Given her choice of committee assignments, Crowley does not hesitate for an instant.

“Transportation and Homeland Security,” she said emphatically.

On transportation, she said she is tired of projects such as the Long Island Rail Road’s East Side Access project and the 7 subway line extension, “projects that pass through here that we don’t benefit from.”

Crowley said the 7 could be extended in other directions, such as to connect LaGuardia Airport and the future development at Willets Point to Manhattan.

She said Homeland Security, too, would be an expansion of her work as chairwoman of the council’s Fire and Criminal Justice Services Committee, particularly in dealing with terrorism.

“New York is still a large target,” she said, adding that she would have opposed a vote in Congress two weeks ago that, while not naming the NYPD, could have defunded it of tens of millions of dollars in terrorism and intelligence support had the bill passed.

In addressing the nation’s $16 trillion deficit, Crowley could not identify any non-military programs that she would eliminate from the budget.

“I would cut parts of programs,” she said. “I’m sure there is waste and fraud.”

And she said the country could pay for a number of the things she would like to see by pulling out of Afghanistan at a faster pace than even President Obama has deemed responsible.

“You’re spending $500 billion over there training police officers and building schools,” she said. “New York City has 7,000 fewer police officers than when Mayor Bloomberg took office. We need to be spending that money here.”

She did not directly acknowledge that saving the money by pulling out Afghanistan, where the Taliban allowed al-Qaeda to hatch its 9/11 attacks on New York City and Washington, DC, could once again leave a dangerous vacuum where terrorists could plot more attacks on the United States.“I don’t know where it ends over there,” she said.

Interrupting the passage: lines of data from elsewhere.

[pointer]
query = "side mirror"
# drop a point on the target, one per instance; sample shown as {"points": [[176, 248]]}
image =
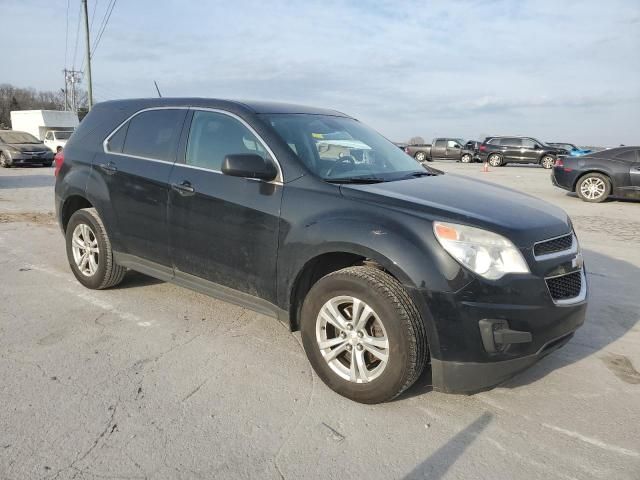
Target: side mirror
{"points": [[249, 165]]}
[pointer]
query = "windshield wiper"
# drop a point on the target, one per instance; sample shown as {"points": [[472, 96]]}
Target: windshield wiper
{"points": [[356, 180]]}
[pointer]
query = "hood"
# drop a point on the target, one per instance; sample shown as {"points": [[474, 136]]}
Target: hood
{"points": [[521, 218], [29, 147]]}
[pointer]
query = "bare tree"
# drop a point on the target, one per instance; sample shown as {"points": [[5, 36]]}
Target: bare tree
{"points": [[15, 98]]}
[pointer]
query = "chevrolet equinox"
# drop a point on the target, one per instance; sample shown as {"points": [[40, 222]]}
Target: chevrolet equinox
{"points": [[307, 215]]}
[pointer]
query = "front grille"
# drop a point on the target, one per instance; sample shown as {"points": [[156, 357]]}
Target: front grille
{"points": [[566, 286], [554, 245]]}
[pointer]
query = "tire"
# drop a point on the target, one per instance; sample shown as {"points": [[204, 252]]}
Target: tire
{"points": [[547, 162], [420, 156], [394, 322], [100, 271], [4, 161], [593, 187], [495, 160]]}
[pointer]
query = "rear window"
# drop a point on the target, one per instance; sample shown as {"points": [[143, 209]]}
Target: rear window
{"points": [[153, 134]]}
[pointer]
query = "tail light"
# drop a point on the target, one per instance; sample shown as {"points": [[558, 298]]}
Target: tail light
{"points": [[59, 159]]}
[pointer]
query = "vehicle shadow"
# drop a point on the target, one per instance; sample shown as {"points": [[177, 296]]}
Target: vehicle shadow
{"points": [[438, 463], [614, 309], [135, 279], [27, 181]]}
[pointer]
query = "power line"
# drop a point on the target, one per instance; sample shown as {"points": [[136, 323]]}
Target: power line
{"points": [[104, 25], [75, 51], [66, 38]]}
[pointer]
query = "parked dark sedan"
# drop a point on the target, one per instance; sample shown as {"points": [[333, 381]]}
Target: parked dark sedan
{"points": [[19, 148], [594, 177]]}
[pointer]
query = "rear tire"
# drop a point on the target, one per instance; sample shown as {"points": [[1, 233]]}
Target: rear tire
{"points": [[593, 187], [495, 160], [393, 325], [89, 251]]}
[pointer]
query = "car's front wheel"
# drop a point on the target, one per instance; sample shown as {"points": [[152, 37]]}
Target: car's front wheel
{"points": [[495, 160], [4, 161], [593, 187], [363, 335], [547, 162], [89, 251], [421, 156]]}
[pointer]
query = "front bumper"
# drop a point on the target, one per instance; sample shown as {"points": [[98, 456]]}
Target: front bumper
{"points": [[22, 159], [534, 326]]}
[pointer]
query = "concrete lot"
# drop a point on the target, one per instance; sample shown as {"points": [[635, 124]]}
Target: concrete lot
{"points": [[149, 380]]}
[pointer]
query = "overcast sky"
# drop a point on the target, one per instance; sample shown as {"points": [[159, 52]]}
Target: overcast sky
{"points": [[557, 70]]}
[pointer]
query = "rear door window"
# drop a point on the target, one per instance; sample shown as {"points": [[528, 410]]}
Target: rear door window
{"points": [[153, 134]]}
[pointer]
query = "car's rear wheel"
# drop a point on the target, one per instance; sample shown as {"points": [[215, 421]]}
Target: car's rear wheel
{"points": [[593, 187], [363, 335], [89, 251], [420, 156], [495, 160], [4, 161], [547, 162]]}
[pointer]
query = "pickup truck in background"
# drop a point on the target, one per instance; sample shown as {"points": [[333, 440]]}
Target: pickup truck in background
{"points": [[442, 149]]}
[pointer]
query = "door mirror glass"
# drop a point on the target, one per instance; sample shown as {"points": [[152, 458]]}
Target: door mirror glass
{"points": [[249, 165]]}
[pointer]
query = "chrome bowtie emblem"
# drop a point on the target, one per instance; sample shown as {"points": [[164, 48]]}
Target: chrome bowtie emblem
{"points": [[578, 261]]}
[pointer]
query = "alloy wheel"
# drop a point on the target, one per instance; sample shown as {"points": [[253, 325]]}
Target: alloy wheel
{"points": [[495, 160], [547, 162], [85, 249], [593, 188], [352, 339]]}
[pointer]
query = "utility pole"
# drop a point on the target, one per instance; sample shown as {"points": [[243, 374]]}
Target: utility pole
{"points": [[87, 40]]}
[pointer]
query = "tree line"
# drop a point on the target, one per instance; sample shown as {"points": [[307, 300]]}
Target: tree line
{"points": [[16, 98]]}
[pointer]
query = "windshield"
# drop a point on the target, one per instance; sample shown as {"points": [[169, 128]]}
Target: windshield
{"points": [[338, 148], [62, 135], [18, 137]]}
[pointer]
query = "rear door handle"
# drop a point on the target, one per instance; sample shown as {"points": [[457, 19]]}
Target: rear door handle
{"points": [[109, 168], [184, 188]]}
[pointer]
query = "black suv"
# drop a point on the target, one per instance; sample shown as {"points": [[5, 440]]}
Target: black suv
{"points": [[309, 216], [499, 151]]}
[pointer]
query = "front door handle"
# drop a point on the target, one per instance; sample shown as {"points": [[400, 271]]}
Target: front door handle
{"points": [[109, 168], [184, 188]]}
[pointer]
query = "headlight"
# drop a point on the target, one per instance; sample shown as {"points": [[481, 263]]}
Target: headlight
{"points": [[485, 253]]}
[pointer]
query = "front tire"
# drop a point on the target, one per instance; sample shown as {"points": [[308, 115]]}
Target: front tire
{"points": [[495, 160], [89, 251], [593, 187], [547, 162], [4, 161], [363, 335]]}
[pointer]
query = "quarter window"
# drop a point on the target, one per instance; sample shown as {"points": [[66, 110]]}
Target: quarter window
{"points": [[153, 134], [214, 135]]}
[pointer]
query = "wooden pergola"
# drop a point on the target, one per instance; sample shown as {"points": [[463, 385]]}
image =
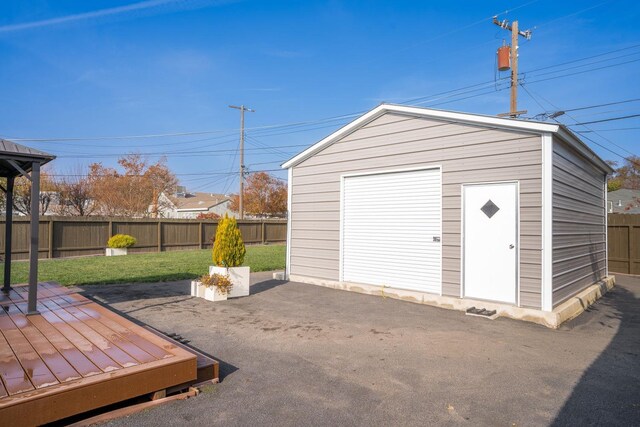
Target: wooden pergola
{"points": [[17, 160]]}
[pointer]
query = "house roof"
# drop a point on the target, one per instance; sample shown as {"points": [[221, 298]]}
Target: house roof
{"points": [[479, 119], [198, 201], [22, 156], [625, 201]]}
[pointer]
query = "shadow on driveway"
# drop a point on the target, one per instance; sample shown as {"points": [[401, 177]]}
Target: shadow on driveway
{"points": [[608, 393]]}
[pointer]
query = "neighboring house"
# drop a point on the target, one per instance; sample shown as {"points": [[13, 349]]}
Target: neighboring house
{"points": [[190, 205], [624, 201], [451, 209]]}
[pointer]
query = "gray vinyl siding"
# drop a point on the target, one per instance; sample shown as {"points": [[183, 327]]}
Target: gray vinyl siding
{"points": [[579, 230], [467, 154]]}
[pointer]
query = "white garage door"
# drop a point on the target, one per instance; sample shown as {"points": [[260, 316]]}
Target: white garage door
{"points": [[391, 230]]}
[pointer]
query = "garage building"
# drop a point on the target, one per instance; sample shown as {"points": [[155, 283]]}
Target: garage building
{"points": [[450, 209]]}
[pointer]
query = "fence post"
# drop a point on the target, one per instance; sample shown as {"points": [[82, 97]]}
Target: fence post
{"points": [[51, 227], [159, 236], [632, 249]]}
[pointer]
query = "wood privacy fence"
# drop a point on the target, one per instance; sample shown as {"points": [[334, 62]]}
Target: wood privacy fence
{"points": [[624, 243], [77, 236]]}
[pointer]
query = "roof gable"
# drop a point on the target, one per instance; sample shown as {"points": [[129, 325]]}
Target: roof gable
{"points": [[465, 118]]}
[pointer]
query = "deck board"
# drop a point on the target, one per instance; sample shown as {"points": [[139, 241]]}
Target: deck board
{"points": [[55, 361], [37, 371], [75, 356], [93, 353], [115, 338], [13, 376]]}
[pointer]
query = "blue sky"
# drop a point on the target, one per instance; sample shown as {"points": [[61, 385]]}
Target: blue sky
{"points": [[107, 68]]}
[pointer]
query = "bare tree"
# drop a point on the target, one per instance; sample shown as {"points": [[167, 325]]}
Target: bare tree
{"points": [[131, 192], [22, 194], [75, 195]]}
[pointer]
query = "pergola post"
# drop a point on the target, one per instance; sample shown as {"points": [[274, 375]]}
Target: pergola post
{"points": [[33, 248], [8, 227]]}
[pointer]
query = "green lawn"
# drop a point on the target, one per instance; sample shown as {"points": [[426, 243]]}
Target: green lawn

When asked repeatedly she did say there were circumstances under which the United States would be justified in a direct military attack on Iran’s nuclear arms program.

On the economic crisis in Europe, the councilwoman said Germany, as the strongest economic power on the continent, must shoulder an even larger burden than it does now to prop up countries such as Greece and France.

While demographics in the Unites States have changed dramatically since Social Security’s inception in 1935, Crowley said that there is no need to restructure the program, even with President Obama’s own experts saying the fund is unsustainable at its current ratio of workers to benefit recipients.

“I think when more people get back to work and begin paying into the system again that will fix itself,” she said.

Crowley said jobs and education in New York could largely be tied together if the funding and political will are available in Washington to make the city a center of high tech education, training and development.